The system seems elegant on paper and a clever bit of financial engineering, but it is unproven. There have been multiple unsuccessful attempts in the past to create an algorithmic stablecoin. For instance, about a year ago a token backing up the stablecoin IRON, called TITAN, dropped to zero amidst market uncertainty in what the team called “the world’s first large-scale crypto bank run.”
It looks like Luna tried to learn from these failures, and concerns that some purchasers may worry about LUNA’s underlying value, so it also bought over $3 billion worth of Bitcoin and Avalanche as a further stabilizing mechanism for the protocol.
Last weekend, UST started to deviate from $1 as macro uncertainty continued to mount in the light of the 50bps rate increase on Wednesday, concern about April’s inflation numbers, released tomorrow, and the double-digit dips impact most crypto tokens in recent days. There were some allegations that an unknown actor was trying to flood the market with UST to attack the protocol, and one pseudonymous actor even took out a very public $10 million short position against the asset.
As all of this was happening, over $5 billion worth of UST was being drained out of the Anchor Protocol, a DeFi lending application that runs on Luna. This represents about a third of the entire market capitalization, which could be seen as a vote of no-confidence in the asset. This was bound to happen at some point anyway. Participants in this protocol had been receiving an unsustainable 20% yield on their hold, which is abnormally high, even for crypto. Eventually this was going to unwind.

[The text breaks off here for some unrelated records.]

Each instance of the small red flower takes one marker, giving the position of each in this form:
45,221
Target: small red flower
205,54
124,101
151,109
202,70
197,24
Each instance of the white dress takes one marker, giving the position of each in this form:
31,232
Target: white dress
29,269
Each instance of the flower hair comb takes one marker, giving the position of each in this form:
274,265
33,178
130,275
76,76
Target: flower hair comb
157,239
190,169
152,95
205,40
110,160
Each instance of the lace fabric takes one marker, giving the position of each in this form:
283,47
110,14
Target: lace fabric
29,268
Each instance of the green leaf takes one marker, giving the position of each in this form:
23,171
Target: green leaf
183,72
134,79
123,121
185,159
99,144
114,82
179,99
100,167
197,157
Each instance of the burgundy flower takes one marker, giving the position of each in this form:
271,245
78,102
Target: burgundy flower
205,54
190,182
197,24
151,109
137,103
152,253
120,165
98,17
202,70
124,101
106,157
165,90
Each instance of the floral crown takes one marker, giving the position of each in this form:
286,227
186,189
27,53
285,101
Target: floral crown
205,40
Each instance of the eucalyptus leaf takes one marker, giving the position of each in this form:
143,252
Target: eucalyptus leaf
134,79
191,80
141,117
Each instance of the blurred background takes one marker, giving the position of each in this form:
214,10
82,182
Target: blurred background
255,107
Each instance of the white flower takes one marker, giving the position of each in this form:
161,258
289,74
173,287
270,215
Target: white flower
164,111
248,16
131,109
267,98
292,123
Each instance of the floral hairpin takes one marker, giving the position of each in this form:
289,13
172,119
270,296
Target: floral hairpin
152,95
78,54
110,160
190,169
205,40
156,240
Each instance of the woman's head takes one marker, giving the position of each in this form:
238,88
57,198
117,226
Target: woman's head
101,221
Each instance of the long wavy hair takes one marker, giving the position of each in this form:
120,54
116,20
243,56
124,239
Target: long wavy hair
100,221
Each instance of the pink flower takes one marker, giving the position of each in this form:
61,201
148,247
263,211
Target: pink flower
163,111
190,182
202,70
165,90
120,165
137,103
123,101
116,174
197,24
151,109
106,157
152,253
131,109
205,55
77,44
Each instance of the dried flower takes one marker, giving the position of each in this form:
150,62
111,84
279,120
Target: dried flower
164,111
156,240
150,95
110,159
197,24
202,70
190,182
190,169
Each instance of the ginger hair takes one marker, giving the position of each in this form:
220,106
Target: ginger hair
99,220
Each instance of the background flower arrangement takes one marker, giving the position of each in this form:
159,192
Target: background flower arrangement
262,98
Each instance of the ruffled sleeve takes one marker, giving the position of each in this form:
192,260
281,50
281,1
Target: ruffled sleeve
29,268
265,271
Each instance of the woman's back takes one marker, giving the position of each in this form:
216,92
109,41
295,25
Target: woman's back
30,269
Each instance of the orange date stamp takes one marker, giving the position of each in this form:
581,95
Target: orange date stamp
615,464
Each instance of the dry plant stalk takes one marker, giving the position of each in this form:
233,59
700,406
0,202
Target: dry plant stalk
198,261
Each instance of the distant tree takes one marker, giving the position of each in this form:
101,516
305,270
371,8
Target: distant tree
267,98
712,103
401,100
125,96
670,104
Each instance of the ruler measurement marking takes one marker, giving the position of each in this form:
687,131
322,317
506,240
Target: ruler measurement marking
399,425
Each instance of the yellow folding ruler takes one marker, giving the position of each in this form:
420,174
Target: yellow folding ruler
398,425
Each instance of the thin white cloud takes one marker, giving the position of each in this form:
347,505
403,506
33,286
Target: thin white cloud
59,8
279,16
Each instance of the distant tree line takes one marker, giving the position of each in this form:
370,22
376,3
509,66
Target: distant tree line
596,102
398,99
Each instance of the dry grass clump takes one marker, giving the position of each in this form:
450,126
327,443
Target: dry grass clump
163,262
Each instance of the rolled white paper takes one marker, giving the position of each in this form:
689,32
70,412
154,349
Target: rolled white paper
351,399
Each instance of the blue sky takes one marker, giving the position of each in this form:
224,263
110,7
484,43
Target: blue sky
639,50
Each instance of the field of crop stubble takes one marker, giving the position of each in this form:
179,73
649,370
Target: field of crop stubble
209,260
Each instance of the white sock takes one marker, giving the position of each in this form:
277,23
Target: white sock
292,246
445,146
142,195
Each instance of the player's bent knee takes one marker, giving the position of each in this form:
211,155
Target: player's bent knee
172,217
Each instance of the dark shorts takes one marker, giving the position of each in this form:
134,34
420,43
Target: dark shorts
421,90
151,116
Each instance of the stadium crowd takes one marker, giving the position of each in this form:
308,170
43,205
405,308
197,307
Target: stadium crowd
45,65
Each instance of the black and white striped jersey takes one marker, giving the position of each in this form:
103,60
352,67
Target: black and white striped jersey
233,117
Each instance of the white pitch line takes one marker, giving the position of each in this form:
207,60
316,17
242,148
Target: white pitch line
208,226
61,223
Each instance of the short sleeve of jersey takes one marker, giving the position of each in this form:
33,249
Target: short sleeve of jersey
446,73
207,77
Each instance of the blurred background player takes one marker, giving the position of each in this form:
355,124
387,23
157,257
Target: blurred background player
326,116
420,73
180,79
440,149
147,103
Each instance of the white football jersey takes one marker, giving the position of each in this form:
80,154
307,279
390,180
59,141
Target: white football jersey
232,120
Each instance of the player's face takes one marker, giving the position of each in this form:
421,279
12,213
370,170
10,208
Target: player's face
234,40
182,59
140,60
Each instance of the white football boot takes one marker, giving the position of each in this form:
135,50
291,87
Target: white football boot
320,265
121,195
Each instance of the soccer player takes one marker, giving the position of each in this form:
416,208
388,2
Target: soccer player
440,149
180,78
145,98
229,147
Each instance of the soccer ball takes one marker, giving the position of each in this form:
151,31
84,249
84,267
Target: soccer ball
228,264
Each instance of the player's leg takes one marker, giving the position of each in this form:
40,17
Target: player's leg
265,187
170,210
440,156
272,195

As you can see above the ball of yarn started to unwind over the weekend, and even when the Luna team deployed all of the bitcoin at hits fingertips, as well as hundreds of millions of dollars in UST to market makers in an effort to bootstrap liquidity and brings things back to an equilibrium, it has not recovered. It may never, and even if it does the reputational damage will be almost impossible to overcome.
If that was not enough, the collateral damage was extensive. LUNA saw its market capitalization drop from over $30 billion to $10 billion in the past five days and its price is down 64% over this time frame. Additionally, because the team flooded the market with bitcoin in an effort to protect the price peg, it added further selling pressure to that asset, seeing it drop below $30,000 for the first time since last July. In total, crypto’s market cap has lost about $300 billion in the past few days.
If there is one saving grace here, it could be that the other major stablecoins such as USDT and USDC have largely managed to avoid damage themselves. However, as they continue to grow in size, it is fair to assume that regulatory scrutiny will only grow in light of these events.
It is also fair to wonder if or when there will ever be a successful algorithmic stablecoin. UST surged in no small part due to backlash among crypto natives to the centralized way in which USDT and USDC operate, which they see as anathema to crypto’s ideals. Of course, decentralization is a spectrum, so perhaps there is a middle ground between purely algorithmic tokens and the decentralized model. Regardless, no tokens will succeed until they can prove their viability during times of stress, something that the traditional financial sector also struggles with today.